'The End of Growth' is a book by Richard Heinberg that is set for publication by New Society Publishers in July 2011. What follows below is a synopsis and abridgment of Heinberg's introduction to the book. (If you want a PDF copy of the entire unedited introduction, click here.
The central assertion of this important book is both simple and startling: Economic growth as we have known it is essentially over and done with.
The economic "growth" of the past consisted of the expansion of the overall size of the economy (with ever more people being served and ever more money changing hands). It also had to do with the quantities of energy and material goods flowing through it.
The economic crisis that began in 2007-2008 was both foreseeable and inevitable, and it marks a permanent, fundamental break from past decades--a period during which most economists adopted the unrealistic view that perpetual economic growth is necessary and also possible to achieve. But there are now fundamental barriers to ongoing economic expansion, and the modern world is increasingly colliding with those barriers.
This is not to say the U.S. or the world as a whole will never see another quarter or year of growth relative to the previous quarter or year. However, when the bumps are averaged out, the general trend-line of the economy (measured in terms of production and consumption of real goods) will be level or downward rather than upward, from now on.
It will simply not be possible for any region, nation, or business to continue growing in any sustained way. Whatever growth does take place, temporarily, will be achieved at the expense of other regions, nations, or businesses. Another way to say this is that the global economy is now playing a zero-sum game with Mother Nature, in which an ever-shrinking pot will be divided up among the winners.
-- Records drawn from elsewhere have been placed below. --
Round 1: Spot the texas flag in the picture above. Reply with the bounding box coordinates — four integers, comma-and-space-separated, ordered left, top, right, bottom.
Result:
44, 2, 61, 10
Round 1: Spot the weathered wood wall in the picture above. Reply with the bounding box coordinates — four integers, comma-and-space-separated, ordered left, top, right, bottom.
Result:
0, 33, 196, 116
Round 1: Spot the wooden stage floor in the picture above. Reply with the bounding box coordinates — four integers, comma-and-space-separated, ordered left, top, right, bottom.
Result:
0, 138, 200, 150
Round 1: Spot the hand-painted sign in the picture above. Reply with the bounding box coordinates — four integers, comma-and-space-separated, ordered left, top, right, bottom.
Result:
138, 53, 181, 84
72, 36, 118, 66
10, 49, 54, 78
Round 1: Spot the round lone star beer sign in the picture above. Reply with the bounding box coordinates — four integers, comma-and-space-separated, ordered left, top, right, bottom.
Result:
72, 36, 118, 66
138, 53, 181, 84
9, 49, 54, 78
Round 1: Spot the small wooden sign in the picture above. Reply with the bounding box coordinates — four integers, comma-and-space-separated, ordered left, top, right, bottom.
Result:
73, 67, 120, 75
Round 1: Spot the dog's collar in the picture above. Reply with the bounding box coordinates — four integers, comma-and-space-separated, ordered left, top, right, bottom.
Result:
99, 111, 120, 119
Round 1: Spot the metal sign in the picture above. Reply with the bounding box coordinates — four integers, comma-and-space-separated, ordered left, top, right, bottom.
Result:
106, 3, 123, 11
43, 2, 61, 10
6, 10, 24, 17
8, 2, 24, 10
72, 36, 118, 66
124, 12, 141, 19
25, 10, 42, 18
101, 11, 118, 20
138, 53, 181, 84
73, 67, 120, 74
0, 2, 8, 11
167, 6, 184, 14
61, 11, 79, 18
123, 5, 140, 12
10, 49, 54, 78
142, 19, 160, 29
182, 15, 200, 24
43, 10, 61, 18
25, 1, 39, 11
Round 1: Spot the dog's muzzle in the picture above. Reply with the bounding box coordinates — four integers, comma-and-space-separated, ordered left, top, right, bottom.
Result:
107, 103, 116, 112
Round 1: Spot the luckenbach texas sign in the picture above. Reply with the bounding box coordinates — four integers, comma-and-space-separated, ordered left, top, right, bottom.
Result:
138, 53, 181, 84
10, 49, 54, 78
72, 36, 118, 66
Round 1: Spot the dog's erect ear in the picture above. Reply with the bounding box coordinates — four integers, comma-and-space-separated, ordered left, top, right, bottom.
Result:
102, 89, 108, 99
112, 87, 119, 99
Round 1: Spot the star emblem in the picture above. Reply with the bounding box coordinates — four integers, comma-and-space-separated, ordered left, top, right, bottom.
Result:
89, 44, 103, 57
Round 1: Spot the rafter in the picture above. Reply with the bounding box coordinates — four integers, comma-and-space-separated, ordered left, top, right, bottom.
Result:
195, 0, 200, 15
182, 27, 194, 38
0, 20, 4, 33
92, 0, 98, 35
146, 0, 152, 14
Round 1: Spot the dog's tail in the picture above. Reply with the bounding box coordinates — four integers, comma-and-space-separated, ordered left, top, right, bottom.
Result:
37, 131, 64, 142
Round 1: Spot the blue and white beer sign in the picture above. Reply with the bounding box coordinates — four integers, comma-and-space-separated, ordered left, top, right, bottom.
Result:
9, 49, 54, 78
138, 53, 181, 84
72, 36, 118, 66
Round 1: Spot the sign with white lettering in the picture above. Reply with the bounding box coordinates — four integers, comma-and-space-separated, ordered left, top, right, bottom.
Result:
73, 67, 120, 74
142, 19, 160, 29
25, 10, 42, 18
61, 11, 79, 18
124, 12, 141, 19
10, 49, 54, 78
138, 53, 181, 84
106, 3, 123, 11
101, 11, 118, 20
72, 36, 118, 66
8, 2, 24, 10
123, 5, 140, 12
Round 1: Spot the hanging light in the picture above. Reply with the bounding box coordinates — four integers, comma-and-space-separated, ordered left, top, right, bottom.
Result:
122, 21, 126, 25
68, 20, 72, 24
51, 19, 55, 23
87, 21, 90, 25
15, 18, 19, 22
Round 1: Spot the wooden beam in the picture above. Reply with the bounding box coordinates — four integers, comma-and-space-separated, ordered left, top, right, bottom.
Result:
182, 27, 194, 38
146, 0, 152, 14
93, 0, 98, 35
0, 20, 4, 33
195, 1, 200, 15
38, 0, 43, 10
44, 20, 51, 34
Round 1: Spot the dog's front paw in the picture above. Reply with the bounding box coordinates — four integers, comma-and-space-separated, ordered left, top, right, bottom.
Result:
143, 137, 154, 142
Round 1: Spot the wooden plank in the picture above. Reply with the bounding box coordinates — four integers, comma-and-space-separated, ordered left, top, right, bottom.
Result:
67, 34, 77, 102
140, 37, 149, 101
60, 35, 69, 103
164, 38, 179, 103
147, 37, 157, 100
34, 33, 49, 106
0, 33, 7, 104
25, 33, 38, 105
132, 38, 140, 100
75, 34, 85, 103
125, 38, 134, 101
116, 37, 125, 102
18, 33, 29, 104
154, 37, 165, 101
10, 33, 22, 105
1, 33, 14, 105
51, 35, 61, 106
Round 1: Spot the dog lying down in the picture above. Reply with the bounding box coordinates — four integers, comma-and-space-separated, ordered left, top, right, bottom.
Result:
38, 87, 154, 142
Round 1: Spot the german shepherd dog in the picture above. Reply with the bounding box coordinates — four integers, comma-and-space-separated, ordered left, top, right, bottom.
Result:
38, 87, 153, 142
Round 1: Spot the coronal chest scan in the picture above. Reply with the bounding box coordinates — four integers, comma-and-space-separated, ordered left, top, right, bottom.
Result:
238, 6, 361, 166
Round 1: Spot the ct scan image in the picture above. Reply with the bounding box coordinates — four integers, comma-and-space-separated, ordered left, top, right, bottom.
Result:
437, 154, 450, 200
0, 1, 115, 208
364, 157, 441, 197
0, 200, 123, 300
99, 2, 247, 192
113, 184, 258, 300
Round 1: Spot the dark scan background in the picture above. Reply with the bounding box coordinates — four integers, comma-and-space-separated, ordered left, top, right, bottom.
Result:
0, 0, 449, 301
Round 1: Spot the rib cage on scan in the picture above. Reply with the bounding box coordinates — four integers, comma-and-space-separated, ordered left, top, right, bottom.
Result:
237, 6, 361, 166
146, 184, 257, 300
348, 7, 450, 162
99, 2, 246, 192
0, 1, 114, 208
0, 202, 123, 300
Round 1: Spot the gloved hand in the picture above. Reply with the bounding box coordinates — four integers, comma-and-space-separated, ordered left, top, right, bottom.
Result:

Why is economic growth ending?
Financial pundits point to profound problems internal to the economy--including overwhelming, un-repayable levels of public and private debt, and the bursting of the real estate bubble--as immediate threats to the resumption of economic growth. Their assumption, however, is that eventually, once these problems are properly dealt with, growth can and will pick up again. But the pundits fail to see factors external to the financial economy that make a resumption of conventional economic growth an impossibility. In other words, this is not a temporary condition, it is permanent.